Stage Review
'Clown' gets frown for excess of action
By Joseph T. Rozmiarek
Advertiser Drama Critic
Where: University of Hawai'i, Ernst Lab Theatre When: 7:30 pm today and Saturday; 2 p.m. Saturday and Sunday Tickets: $9 ($7 seniors, military, faculty, staff and students; $3 UH-Manoa students) Information: 956-7655
There's an interesting premise behind "The Clown of God," but while this children's show at the University of Hawai'i is filled with movement and action, it ultimately suffers from overload.
'The Clown of God'
Mark Branner directs the performance and has adapted the script from a children's book, a French story, and an opera by Massenet. He also throws in liberal helpings of Italian commedia dell'arte and circus flavor.
The story focuses on a poor boy with a flair for juggling that brings him worldly success, but misplaced pride, leading to his downfall. He eventually is redeemed as an old man when he offers his talent as a Christmas gift to the Christ child. The story's ultimate sentimentality comes across, but the message is nearly lost in the shouting and arm-waving that dominate the show.
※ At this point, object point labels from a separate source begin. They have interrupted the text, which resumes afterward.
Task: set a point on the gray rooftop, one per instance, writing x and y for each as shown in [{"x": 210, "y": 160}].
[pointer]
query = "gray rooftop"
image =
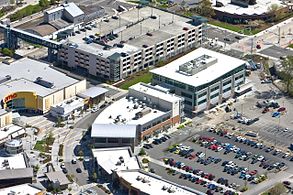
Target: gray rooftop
[
  {"x": 73, "y": 9},
  {"x": 93, "y": 92},
  {"x": 16, "y": 173},
  {"x": 132, "y": 28},
  {"x": 25, "y": 71},
  {"x": 58, "y": 176}
]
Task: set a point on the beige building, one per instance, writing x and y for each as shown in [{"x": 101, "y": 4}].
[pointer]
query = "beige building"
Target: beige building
[{"x": 33, "y": 86}]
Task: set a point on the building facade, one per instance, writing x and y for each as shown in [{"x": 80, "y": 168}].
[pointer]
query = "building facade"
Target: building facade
[
  {"x": 35, "y": 87},
  {"x": 203, "y": 77},
  {"x": 120, "y": 53}
]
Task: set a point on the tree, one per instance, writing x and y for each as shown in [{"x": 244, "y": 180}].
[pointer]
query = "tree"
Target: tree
[
  {"x": 287, "y": 72},
  {"x": 273, "y": 11},
  {"x": 44, "y": 3},
  {"x": 277, "y": 189},
  {"x": 205, "y": 9},
  {"x": 7, "y": 52},
  {"x": 142, "y": 152}
]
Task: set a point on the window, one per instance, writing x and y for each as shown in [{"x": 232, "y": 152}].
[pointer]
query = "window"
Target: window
[
  {"x": 187, "y": 102},
  {"x": 186, "y": 95},
  {"x": 202, "y": 94},
  {"x": 202, "y": 101},
  {"x": 112, "y": 140},
  {"x": 227, "y": 82},
  {"x": 228, "y": 89},
  {"x": 215, "y": 95},
  {"x": 215, "y": 88}
]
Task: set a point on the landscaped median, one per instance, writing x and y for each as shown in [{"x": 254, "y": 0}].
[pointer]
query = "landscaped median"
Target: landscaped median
[{"x": 235, "y": 28}]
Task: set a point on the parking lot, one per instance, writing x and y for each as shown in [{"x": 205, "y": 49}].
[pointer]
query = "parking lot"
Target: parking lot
[
  {"x": 222, "y": 35},
  {"x": 276, "y": 52}
]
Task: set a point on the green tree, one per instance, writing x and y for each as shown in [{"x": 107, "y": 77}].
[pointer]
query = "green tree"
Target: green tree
[
  {"x": 7, "y": 52},
  {"x": 287, "y": 72},
  {"x": 53, "y": 2},
  {"x": 277, "y": 189}
]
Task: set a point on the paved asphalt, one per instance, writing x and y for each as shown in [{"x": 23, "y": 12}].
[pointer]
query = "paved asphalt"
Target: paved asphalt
[
  {"x": 213, "y": 32},
  {"x": 276, "y": 52}
]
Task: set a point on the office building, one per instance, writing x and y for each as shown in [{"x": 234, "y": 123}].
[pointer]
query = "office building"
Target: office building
[
  {"x": 203, "y": 77},
  {"x": 129, "y": 42},
  {"x": 146, "y": 110}
]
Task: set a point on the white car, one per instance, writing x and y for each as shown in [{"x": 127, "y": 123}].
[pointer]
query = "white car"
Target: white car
[{"x": 260, "y": 158}]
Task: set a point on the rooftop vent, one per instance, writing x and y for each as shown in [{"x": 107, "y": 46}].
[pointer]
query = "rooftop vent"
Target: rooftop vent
[
  {"x": 196, "y": 65},
  {"x": 4, "y": 79},
  {"x": 44, "y": 83}
]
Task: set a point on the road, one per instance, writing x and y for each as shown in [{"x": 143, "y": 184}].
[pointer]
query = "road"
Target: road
[{"x": 268, "y": 37}]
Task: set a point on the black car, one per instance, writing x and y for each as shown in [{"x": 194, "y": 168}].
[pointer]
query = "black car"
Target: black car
[{"x": 64, "y": 171}]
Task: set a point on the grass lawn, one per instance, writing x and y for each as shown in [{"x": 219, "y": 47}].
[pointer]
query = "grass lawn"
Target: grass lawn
[
  {"x": 235, "y": 28},
  {"x": 144, "y": 77},
  {"x": 41, "y": 146}
]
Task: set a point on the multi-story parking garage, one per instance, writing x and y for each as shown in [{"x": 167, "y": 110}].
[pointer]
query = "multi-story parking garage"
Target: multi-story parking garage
[{"x": 117, "y": 47}]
Worse, we spend too much time trying to identify the central character.
Branner creates his own problem by triple-casting the central role. Nicole Tessier plays the juggler as a Boy in the early scenes, earning food by juggling vegetables at the farmers market and pleading to join a troupe of touring players.
Rebel Allen plays the juggler as an adult named Pedrolino, but defers to out-of-town talent Steve Patient, who appears in white-face as Piero, Pedrolino's stage persona, for the actual performance sequences. Much of the show has gone by before we figure out that all three actors are playing the same character and that he has more than one name.
The task is complicated by double-casting Allen as Arleccino, a masked comedian whose best comic bit is to literally tickle himself to death with a feather.
But the difficulties with multiple focus don't end there.
Kristy Miller narrates the show as a Ringmaster from a high platform cut into the side wall of the theater, making it difficult to impossible for much of the audience to see her. And to further guild the lily, Branner adds a small, back-lit puppet screen above the exit door, where shadow puppets enact transitional scenes.
It's a three-ring circus, indeed.
But amid the ballyhoo, there are some visual elements worth noting.
The show opens with a disembodied head sliding up and down, zipper-style, inside the crack in the front curtain. Later, there's a nice comic bit as the world's longest strand of spaghetti is pulled out one exit and in another. The final image is that of a living Christ child, seen through a stained-glass scrim.
But the performance simply boils over like an overfilled pot on a high flame, spoiling what undoubtedly are some fine ingredients.